Poet Laureate. It’s been a blessing, a blessing in every way. A vote of confidence, shout of encouragement, inspiration to get on with the writing. I’m thinking of those two still unfinished books, the New & Collected Poems, 1957-2020; and Love Has Made Grief Absurd—Gloria, A Monologue. I’m thankful. The past twelve months have been especially fulfilling, happy, loving, productive. Poetry? In truth, I feel I’ve only just begun.
And, yes, much gratitude to Gloria, my muse these past 30 years. She’s pushing 90 and, yes, I’m pushing too. I’m right behind her. I can’t help being excited by this new, this still in progress book-length love poem, Love Has Made Grief Absurd–Gloria, A Monologue.
Diagnosed with Alzheimer’s in 2008, Gloria responded, not unexpectedly, with rage, with fury, and, beaten down, depressed, I was for a time unable to cope. Down on myself, useless to her those first 2-3 years, I began hearing what I thought of as a kind of poetry, the poetry of dementia. So it was I backed off from my usual way of writing and, instead, began to listen to this mysterious “other,” this person, my wife of more than 20 years.
At work on the Gloria Monologue for 8 years, 8 years of listening, I felt the need to back off, surrender the stage to Gloria. So every word you’ll hear tonight–or read– is hers. I love the lady and could do no less.
Lately, as Poet Laureate, I’ve been working alongside Len Anderson of Poetry Santa Cruz and Laurie Egan of the Coastal Watershed Council, on preparations for the 3rd Annual Voices of the River event, Sunday, October 1st from 2:00 to 4:00 p.m. We’re pleased to announce that our headliner, our featured poet will be California Poet Laureate Emeritus Al Young.

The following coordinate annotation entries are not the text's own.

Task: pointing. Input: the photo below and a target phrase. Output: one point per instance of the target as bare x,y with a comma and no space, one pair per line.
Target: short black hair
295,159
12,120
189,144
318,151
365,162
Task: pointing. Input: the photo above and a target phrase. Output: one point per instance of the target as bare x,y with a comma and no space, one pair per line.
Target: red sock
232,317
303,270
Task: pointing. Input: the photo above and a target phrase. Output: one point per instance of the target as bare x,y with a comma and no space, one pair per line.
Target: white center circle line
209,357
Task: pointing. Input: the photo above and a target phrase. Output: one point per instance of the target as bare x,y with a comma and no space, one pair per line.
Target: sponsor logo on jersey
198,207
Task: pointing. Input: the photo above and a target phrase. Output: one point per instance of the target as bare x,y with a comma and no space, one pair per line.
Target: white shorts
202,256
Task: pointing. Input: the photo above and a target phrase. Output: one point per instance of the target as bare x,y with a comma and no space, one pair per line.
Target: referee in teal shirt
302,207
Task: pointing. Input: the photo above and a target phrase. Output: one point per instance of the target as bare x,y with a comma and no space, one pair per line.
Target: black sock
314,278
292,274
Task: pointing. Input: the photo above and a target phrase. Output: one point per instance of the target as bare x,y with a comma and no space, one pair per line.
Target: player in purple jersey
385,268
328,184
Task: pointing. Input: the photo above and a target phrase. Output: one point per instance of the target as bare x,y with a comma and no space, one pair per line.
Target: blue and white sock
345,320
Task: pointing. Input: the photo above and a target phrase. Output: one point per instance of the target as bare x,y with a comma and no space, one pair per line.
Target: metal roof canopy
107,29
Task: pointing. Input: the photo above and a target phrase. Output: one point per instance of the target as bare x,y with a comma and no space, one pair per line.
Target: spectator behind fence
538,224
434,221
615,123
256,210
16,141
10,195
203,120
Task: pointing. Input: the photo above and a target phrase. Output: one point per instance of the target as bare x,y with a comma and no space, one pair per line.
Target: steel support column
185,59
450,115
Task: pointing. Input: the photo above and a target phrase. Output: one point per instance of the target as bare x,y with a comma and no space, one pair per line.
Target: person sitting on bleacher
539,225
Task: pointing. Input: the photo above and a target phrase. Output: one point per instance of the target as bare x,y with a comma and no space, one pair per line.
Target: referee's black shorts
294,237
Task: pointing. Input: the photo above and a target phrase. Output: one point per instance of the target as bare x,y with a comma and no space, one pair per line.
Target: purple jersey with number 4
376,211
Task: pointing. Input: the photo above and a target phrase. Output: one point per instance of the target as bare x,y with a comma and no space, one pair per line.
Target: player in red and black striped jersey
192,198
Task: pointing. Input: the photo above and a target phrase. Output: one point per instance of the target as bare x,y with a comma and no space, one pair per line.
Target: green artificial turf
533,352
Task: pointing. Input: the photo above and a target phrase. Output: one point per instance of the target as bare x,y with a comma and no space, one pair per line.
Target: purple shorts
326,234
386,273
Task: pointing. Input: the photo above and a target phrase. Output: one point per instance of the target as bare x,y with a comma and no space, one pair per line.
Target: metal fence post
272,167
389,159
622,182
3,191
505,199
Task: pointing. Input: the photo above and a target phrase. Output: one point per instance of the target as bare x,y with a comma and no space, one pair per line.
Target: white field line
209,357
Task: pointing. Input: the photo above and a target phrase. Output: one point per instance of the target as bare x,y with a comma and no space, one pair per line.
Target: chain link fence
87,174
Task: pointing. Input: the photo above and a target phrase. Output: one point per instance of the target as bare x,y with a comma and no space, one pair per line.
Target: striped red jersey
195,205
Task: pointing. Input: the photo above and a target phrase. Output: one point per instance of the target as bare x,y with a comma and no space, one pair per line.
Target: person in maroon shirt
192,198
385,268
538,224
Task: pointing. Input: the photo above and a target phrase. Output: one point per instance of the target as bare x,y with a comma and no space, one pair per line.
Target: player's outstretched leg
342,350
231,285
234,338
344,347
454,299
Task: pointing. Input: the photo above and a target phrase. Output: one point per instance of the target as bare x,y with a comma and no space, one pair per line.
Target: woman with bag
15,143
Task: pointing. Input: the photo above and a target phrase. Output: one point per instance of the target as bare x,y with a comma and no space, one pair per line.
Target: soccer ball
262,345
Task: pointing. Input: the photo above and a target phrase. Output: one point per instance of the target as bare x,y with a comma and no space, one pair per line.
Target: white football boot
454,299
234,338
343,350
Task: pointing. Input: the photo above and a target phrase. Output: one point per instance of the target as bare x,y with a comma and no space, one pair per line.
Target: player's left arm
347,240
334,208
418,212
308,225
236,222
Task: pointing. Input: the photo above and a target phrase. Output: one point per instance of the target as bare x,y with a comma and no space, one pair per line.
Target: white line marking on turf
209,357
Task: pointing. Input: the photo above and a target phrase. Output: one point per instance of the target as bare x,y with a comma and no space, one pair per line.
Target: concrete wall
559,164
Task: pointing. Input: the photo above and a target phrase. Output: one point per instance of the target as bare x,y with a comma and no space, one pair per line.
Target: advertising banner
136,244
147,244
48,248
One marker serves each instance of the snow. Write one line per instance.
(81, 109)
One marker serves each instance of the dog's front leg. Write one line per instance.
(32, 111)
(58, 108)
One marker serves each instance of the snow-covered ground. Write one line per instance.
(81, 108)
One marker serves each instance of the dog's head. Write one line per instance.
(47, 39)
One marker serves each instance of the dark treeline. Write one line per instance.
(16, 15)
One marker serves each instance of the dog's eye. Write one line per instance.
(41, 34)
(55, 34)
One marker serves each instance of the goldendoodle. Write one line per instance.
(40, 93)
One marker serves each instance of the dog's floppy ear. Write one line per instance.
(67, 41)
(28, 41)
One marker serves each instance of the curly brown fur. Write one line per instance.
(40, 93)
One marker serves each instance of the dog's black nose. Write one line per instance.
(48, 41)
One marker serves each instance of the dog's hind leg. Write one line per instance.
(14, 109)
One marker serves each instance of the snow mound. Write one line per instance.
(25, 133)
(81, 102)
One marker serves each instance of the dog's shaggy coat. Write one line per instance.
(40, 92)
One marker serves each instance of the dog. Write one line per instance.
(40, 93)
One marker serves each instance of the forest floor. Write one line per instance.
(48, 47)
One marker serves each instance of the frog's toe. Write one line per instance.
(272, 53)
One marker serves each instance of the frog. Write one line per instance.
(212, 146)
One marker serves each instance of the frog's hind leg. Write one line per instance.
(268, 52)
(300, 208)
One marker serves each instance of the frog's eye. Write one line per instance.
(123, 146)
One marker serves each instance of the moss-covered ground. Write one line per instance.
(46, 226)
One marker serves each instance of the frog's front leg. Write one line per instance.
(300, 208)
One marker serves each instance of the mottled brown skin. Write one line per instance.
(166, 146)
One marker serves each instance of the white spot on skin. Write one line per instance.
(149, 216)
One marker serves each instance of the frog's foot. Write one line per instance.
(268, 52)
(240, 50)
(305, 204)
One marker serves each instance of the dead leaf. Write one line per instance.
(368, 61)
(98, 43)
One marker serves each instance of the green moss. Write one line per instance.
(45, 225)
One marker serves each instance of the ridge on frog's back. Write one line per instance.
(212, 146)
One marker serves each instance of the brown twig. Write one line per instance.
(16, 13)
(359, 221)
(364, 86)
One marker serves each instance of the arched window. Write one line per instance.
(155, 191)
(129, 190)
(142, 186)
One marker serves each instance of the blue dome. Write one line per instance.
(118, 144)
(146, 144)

Over the past 12 months I participated in 6-7 events at the local jails, including Poetry Jamborees at the Main Jail in Santa Cruz and at the Rountree facility in Watsonville. A Jamboree, as I experienced it, is a 1-2 hour poetry event with local poets like Ellen Bass, Renee Winter, Rosie King, Nancy Miller, Barbara Leon, Laura Hagan, Ken Weisner and myself reading on a program with inmates—guys who’ve taken writing classes and written poems of their own. What was it like? Well, speaking for myself, reading Gloria, A Monologue to a dozen or so heavily tattooed guys in orange jump suits, one of whom said he was in for murder, it was a trial by fire. Chance meeting of very different individuals culminating in a feeling of communality and delight.
I was ready to stop after reading the first five pages. But they insisted… I ended up reading to the end, I read all 20 pages.

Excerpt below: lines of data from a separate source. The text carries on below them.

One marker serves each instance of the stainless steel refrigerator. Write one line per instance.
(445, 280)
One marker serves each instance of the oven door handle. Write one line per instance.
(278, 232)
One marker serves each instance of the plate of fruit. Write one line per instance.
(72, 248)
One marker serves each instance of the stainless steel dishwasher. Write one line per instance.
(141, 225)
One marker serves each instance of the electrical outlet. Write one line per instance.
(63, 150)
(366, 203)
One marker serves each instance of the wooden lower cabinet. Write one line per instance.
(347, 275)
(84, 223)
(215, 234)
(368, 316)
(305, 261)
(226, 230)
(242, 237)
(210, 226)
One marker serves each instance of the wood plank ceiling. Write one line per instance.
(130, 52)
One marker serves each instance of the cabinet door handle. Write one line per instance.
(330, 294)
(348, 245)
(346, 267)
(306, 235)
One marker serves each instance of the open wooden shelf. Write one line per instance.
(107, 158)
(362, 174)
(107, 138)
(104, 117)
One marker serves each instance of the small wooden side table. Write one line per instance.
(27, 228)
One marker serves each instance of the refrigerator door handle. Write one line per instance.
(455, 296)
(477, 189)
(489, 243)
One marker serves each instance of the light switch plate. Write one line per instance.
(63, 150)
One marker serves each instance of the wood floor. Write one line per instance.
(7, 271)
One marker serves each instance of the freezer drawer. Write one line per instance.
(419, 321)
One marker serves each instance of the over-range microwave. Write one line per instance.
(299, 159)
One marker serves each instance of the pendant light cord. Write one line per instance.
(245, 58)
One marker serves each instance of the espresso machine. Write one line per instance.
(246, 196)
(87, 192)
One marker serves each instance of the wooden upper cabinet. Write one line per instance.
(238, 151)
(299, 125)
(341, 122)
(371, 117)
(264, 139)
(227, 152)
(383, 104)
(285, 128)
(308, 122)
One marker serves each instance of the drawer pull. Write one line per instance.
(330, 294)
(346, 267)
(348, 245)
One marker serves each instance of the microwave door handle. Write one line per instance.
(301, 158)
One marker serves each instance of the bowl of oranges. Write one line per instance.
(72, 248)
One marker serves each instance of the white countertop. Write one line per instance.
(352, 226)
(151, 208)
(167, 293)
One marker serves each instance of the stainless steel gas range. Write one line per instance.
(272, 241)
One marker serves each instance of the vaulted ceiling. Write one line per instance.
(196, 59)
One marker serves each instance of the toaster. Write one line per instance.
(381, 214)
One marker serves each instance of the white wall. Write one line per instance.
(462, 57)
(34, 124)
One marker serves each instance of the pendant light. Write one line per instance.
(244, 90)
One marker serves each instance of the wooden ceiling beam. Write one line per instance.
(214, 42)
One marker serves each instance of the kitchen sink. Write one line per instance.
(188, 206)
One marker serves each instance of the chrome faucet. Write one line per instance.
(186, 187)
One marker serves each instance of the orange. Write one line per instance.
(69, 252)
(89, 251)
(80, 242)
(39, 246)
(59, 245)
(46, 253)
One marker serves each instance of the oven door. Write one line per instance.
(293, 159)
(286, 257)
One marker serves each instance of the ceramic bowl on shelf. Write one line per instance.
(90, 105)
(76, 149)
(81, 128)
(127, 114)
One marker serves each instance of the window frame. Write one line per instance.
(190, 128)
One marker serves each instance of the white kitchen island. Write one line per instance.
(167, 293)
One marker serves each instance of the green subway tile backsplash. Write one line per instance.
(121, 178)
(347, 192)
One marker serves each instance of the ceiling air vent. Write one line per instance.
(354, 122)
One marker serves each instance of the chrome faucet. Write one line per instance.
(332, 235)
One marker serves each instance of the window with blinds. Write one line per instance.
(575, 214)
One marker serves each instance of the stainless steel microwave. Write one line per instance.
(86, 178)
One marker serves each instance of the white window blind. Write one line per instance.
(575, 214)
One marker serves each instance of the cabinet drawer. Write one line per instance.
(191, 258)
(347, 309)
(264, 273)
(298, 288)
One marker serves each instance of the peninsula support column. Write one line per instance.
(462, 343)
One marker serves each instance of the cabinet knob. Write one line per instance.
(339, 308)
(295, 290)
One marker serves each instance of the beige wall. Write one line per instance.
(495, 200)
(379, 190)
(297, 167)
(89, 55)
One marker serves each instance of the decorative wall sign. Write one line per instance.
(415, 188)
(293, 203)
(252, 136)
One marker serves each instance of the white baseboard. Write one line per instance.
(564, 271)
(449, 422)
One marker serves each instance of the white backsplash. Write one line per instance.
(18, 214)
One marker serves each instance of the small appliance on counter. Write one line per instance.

“I delight in this community, for its natural beauty, its intellectual vigor, creativity and for its openness to both traditional and experimental poetry. I consider the Poet Laureate someone who, steeped in the local and national poetry scene, celebrates and serves poetry and the cultural life in his or her local community. I would like nothing more than to contribute to the poetry and literary legacy of Santa Cruz.”